TW: It’s being released theatrically and on DVD, but will it also be available for download? Given the subject matter, it seems well suited…

OT: It is going to be available to download, but it has to be available for the Oscars and they are old school [ie, it needs to be released theatrically first]. We feel it’s an important film, but maybe it’s a little edgy for them… We’ll see. We’re at least going to give it a shot. Dig! was disqualified from the Oscars because it went on TV too early, so we can’t put the film on the internet until then. But it should be a huge stunt when it does happen and it will be exciting to see how it does. There is a potential for We Live in Public to blaze a trail.

TW: What are you planning on making next?

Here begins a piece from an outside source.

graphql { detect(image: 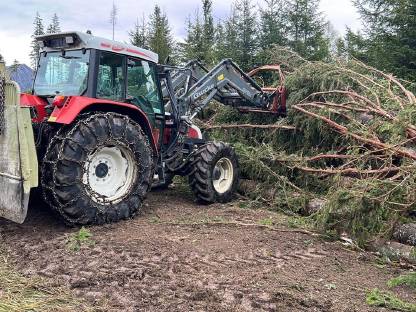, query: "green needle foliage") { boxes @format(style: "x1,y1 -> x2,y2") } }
209,47 -> 416,246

OT: The story of Robert Mapplethorpe as a narrative. It’s perfect for me, right? I’ve met the Mapplethorpe Estate and I have the exclusive rights. Eliza Dushku, the actress, and I are producing it. It’s about him and his relationship with Patti Smith and about how he acted as a cultural lightning rod, pushing the boundaries of art, even beyond his death. I’m really excited about it. It’s called The Perfect Moment. I’m also engaged to make a documentary called Cool It, about the controversial environmentalist Bjørn Lomborg. He wrote a book called Cool It: The Skeptical Environmentalist’s Guide to Global Warming about global warming and economics and what we need to prioritise. It’s more of a political documentary and very different from the other films I’ve made.